EC urged to probe micro-parties' cash
The opposition Seri Ruam Thai Party on Monday petitioned the Election Commission (EC) to investigate seven parties for alleged violations of the election law, following claims that the micro-parties' MPs received cash kickbacks in exchange for their support for the government.
The claims grabbed public attention after transfer receipts which showed some MPs receiving "allowances" of up to 100,000 baht a month went viral on social media last week.
Seri Ruam Thai's leader, Sereepisuth Temeeyaves, said parties who benefited from such payments violated sections 28 and 29 of the Political Party Act, which could result in their dissolution. Section 28 prohibits a political party from letting an outsider control, influence or guide its activities, in a way that affects the independence of the party and its members. Section 29 bars a non-party member from dominating, influencing or directing party affairs, both directly and indirectly, to limit party members' freedom.
Pol Gen Sereepisuth said that comments made by leaders of these government coalition parties suggested they accepted payments.
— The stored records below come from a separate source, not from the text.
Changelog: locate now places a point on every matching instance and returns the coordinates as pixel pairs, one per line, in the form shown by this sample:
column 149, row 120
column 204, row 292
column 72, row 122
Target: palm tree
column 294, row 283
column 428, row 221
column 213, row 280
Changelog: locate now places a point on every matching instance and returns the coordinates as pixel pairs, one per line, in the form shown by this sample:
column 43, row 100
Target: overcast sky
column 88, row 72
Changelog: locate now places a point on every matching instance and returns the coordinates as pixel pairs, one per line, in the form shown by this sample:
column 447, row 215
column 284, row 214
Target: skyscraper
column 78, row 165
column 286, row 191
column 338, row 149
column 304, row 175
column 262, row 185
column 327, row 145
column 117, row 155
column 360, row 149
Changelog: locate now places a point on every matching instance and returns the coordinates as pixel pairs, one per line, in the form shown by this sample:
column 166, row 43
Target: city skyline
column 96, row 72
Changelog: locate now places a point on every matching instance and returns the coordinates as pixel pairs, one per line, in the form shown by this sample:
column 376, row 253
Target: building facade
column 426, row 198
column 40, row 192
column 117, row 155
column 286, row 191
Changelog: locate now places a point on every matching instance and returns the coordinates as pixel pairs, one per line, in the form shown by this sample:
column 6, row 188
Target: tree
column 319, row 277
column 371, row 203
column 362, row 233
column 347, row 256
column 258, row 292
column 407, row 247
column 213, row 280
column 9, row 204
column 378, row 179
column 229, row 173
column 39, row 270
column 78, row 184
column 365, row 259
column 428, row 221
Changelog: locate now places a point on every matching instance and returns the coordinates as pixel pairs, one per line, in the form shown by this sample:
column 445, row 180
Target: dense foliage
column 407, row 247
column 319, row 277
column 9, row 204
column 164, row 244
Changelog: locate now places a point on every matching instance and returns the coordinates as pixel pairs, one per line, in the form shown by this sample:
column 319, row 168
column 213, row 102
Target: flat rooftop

Combined with the now-viral transfer slips, there are enough grounds for the EC to launch an investigation, he said. He added that the other party involved in the secret payments, believed to be the Palang Pracharath Party (PPRP), should also be investigated.
Somchai Srisutthiyakorn, a member of the Seri Ruam Thai Party and an ex-EC member, said there was enough evidence to support the allegations and the EC must act swiftly. He said if the EC finds evidence that the parties broke the law, it will forward the case to the Constitutional Court, which would rule on the matter as early as 15 days after the case is accepted. Mr Somchai said he hoped the EC will handle the matter in a transparent manner while calling the case a chance for the poll agency to restore its credibility and dignity.
The allegations were made by Setthakij Thai Party leader, Thamanat Prompow, ahead of last month's censure debate, after he learned that small parties would vote for Prime Minister Prayut Chan-o-cha and the cabinet ministers. While Capt Thamanat was PPRP secretary-general, he was tasked with coordinating with the smaller parties.
After he was expelled from the party, he joined Setthakij Thai, which promptly withdrew its support from the coalition ahead of the censure vote.